Tal é a receita de Bolsonaro para ser eleito; mas os encastelados jornalistas, professores universitários, intelectuais de alto pedigree e demais homens abstratos amantes da “humanidade”, “ecologia” e “dignidade do bandido”, não conseguem achegar os seus mundinhos perfeitos e teorias de oitocentas páginas à realidade cruenta do pobre e da classe média.
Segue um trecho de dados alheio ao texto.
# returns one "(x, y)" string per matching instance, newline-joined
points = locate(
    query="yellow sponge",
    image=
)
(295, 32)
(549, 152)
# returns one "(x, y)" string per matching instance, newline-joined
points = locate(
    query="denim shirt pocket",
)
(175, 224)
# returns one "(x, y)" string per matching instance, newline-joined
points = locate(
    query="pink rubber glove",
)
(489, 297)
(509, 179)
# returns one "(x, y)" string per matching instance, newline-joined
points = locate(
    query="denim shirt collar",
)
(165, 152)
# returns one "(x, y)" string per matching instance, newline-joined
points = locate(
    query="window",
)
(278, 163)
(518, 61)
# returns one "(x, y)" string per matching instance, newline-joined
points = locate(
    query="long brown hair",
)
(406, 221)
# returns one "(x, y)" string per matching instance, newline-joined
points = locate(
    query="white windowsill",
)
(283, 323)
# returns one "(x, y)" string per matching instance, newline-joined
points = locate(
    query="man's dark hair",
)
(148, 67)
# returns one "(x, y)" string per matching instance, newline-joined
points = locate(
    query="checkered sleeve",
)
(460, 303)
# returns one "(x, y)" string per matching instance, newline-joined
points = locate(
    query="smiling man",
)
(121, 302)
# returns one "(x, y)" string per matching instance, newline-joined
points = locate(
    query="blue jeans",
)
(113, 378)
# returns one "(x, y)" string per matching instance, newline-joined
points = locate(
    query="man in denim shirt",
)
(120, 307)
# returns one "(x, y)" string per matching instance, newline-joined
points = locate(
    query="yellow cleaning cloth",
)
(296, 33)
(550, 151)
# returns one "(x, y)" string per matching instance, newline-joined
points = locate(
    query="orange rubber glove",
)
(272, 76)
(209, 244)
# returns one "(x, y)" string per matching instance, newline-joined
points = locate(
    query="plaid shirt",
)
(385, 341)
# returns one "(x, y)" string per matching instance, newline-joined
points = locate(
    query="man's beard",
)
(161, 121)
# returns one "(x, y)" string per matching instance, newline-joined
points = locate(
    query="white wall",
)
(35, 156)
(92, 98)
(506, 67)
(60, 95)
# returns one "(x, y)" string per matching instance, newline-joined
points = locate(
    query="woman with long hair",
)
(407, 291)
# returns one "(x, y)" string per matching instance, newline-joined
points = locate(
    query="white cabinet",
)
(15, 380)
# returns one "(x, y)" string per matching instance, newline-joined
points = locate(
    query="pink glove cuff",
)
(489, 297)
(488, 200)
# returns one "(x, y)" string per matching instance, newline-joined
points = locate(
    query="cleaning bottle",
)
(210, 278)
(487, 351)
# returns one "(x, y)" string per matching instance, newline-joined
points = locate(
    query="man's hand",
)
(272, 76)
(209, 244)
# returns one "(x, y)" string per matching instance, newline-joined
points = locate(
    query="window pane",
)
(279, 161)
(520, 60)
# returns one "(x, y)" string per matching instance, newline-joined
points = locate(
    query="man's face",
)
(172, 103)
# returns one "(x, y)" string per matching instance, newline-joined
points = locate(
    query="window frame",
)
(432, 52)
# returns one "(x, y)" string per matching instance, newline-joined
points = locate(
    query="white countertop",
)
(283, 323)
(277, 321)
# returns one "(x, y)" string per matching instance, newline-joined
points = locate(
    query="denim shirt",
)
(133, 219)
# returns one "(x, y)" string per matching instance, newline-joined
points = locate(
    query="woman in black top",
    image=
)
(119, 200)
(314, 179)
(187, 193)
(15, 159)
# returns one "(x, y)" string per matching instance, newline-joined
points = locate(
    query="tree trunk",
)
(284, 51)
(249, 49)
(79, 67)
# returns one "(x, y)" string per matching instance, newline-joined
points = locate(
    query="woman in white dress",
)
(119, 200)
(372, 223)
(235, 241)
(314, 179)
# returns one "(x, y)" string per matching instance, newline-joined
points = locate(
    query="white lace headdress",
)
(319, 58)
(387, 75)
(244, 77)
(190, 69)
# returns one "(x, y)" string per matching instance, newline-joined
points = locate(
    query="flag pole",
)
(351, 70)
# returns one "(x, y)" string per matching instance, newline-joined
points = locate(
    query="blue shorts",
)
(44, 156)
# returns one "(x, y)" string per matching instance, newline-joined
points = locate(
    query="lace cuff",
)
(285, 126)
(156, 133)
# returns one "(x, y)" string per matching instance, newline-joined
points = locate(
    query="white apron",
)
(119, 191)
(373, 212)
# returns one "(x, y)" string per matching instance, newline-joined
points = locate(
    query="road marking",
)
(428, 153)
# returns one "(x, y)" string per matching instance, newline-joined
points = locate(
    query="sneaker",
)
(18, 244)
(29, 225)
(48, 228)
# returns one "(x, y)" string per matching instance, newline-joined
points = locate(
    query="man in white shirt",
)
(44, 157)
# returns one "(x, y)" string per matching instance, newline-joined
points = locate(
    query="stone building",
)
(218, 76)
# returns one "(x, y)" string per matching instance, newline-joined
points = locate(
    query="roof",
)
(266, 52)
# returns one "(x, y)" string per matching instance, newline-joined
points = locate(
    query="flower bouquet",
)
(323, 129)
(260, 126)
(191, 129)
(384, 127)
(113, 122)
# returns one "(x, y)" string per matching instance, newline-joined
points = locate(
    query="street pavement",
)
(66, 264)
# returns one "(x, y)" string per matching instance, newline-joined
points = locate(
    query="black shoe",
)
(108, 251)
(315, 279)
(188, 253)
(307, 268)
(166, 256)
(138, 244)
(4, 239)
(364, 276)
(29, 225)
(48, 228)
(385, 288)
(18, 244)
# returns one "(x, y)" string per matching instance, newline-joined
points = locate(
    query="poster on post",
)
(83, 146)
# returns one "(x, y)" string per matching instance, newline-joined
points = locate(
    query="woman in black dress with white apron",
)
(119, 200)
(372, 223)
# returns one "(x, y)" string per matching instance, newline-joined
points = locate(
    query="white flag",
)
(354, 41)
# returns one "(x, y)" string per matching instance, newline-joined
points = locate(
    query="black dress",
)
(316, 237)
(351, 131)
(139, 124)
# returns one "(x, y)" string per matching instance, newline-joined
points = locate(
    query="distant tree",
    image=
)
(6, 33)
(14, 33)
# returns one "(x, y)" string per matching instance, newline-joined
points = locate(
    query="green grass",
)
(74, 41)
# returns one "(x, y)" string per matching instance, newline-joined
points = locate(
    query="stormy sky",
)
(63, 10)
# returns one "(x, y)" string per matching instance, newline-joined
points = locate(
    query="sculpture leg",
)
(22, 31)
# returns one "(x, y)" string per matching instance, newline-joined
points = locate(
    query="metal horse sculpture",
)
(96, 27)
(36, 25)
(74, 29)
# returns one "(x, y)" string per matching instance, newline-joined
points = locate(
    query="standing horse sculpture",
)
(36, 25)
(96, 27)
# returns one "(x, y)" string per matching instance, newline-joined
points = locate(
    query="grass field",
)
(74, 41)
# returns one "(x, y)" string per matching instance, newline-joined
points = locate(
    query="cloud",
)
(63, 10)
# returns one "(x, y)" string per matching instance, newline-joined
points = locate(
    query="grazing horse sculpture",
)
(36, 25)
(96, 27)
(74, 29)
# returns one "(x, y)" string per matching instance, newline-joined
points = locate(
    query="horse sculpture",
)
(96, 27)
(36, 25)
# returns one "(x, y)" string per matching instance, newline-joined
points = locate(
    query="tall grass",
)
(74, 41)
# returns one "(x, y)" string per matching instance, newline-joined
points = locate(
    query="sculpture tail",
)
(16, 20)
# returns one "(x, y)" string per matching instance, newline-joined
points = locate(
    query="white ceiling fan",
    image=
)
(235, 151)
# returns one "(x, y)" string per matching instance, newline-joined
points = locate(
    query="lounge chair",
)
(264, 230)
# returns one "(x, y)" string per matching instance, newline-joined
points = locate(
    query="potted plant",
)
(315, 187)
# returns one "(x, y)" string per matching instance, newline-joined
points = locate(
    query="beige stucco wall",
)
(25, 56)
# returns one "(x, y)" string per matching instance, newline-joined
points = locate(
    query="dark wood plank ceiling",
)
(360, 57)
Não estou dizendo que tal postura de Bolsonaro seja inteiramente boa ou ruim, acredito que a academia está aí justamente para tratar de assuntos para além da casca simplória e das frases de efeito, e que muitas das teorias ali surgidas ajudam sim a equilibrar e sanar problemas reais; o que estou expondo, todavia, é o cenário tal como ele é apresentado hoje.
Conclusão:
Retirando o espaço abissal do limbo onde o povo médio fora condenado a viver na política brasileira desde os tempos mais primórdios dessa Terra de Santa Cruz; o povo que se via eternamente marinado num linguajar de promessas infindáveis e teorias academicistas de mundos ideais, de socialismos de lousas, Bolsonaro teve a proeza que poderia ter sido de qualquer outro candidato, ele devolveu ao povo a proximidade de suas vontades da ação política efetiva.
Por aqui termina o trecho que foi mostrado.